Sostenibilità
Perché l’economia circolare è l’antidoto al populismo
«Le tensioni populiste che prevalgono nei Paesi anglosassoni sono forti, ma lo sono anche quelle che nell’innovazione tecnologica e sociale cercano soluzioni alle mega sfide della contemporaneità. Ecco perché molti stanno battendo la strada della convergenza tra la convenienza privata e la convenienza pubblica, in un’ottica di lungo periodo». L'analisi di De Biase pubblicata sul mensile di ottobre contenuta nella sua rubrica Infosfera
Nell’economia circolare il sistema produttivo italiano è più avanti degli altri. «Tra i grandi Paesi europei, siamo quello con la quota maggiore di materia prima seconda impiegata dal sistema produttivo», ha spiegato Domenico Sturabotti, direttore di Fondazione Symbola, il punto di riferimento centrale in Italia per le imprese impegnate nella transizione verso un sistema produttivo circolare ed efficiente. In base ai dati di Eurostat, è materia prima seconda quasi un quinto (18,5%) del materiale utilizzato dal sistema produttivo italiano, ben davanti alla Germania (10,7%). Ne ha riferito Elena Comelli su Nòva-Il Sole 24ore del 20 settembre.

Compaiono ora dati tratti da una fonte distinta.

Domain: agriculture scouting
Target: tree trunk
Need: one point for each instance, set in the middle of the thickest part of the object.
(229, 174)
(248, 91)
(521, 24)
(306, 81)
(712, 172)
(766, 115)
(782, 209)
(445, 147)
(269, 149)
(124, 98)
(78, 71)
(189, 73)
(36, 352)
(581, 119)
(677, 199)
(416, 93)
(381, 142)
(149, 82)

Eric Ezechieli di Nativa invece mostra come il movimento delle b-corp, le benefit corporation, le aziende che si danno una prospettiva di sviluppo orientata al raggiungimento di obiettivi positivi — numericamente misurabili — non soltanto per gli azionisti ma anche per i lavoratori, i clienti, la comunità, l’ambiente e in generale l’insieme degli stakeholder, sia particolarmente forte in Italia. L’Italia è uno dei primi Paesi ad aver legiferato in materia di b-corp e oggi ha un numero di aziende che si organizzano in questo modo maggiore di quello degli altri Paesi dell’Europa continentale.
Non è perché l’Italia sia particolarmente sensibile. Per esempio, l’Italia occupa una posizione media nelle classifiche del volontariato. Ma probabilmente perché l’economia circolare, la sostenibilità, le soluzioni manageriali che servono a far riconoscere la propria azienda come una b-corp, sono scelte che convengono oltre a far fare “bella figura”. «Le medie imprese manifatturiere che hanno investito in eco-innovazione nel triennio 2014-2016 hanno registrato performance superiori a quelle non investitrici», in base all’ultima indagine di Symbola in collaborazione con Unioncamere. Ai migliori risultati aziendali vanno ad affiancarsi quelli sull’occupazione: il 41% delle imprese impegnate nell’eco-innovazione hanno registrato una crescita degli occupati contro il 31% delle altre. Non solo: le imprese eco-investitrici hanno segnato una crescita dell’export nel 49% dei casi, contro il 33% delle altre.
Si direbbe che le scelte private riescano in qualche caso a sostituire le policy pubbliche nel perseguimento dell’interesse generale.
Non sappiamo se le istituzioni in Italia manchino di funzionare perché la popolazione è fondamentalmente anarchica oppure se valga il contrario, sicché la popolazione è costretta a essere anarchica dato che le istituzioni non funzionano. Quello che è chiaro è che l’Italia è una nazione poco sovrana e molto poco indipendente. E si arrangia di fronte alle mancanze del suo ceto politico e alla mancanza di una classe dirigente credibile e impegnata nelle istituzioni con un insieme di soluzioni socialmente avvertite inventate e realizzate dalle sue aziende, associazioni, fondazioni e altre organizzazioni. In generale, comunque, la presa di coscienza sull’importanza del rapporto tra valori e valore nel nuovo paradigma economico sta diventando un movimento globale di pari importanza — e meno clamore — di quello opposto che riguarda le istanze poco lungimiranti del nazionalismo di ritorno.
La lettera di Larry Fink, ceo di BlackRock, la più grande società di investimento nel mondo, ne è stata una straordinaria dimostrazione. Nei Paesi anglosassoni, molti stanno battendo la strada della convergenza tra la convenienza privata e la convenienza pubblica, in un’ottica di lungo periodo. Le tensioni populiste che prevalgono in quei Paesi sono forti, ma lo sono anche quelle che nell’innovazione tecnologica e sociale cercano soluzioni alle mega sfide della contemporaneità. L’Italia sembra molto propensa a lasciarsi ispirare dal populismo — dopo averlo a sua volta inventato in epoca telecratica — ma non è priva di chance nella prospettiva più saggia della lungimiranza economica e sociale.
L’economia della felicità che rivaluta la connessione inestricabile tra il “valore” e i “valori” serve a definire una prospettiva che porti verso una qualità ambientale, sociale e culturale più accettabile di quella che rancorosamente soffriamo di questi tempi.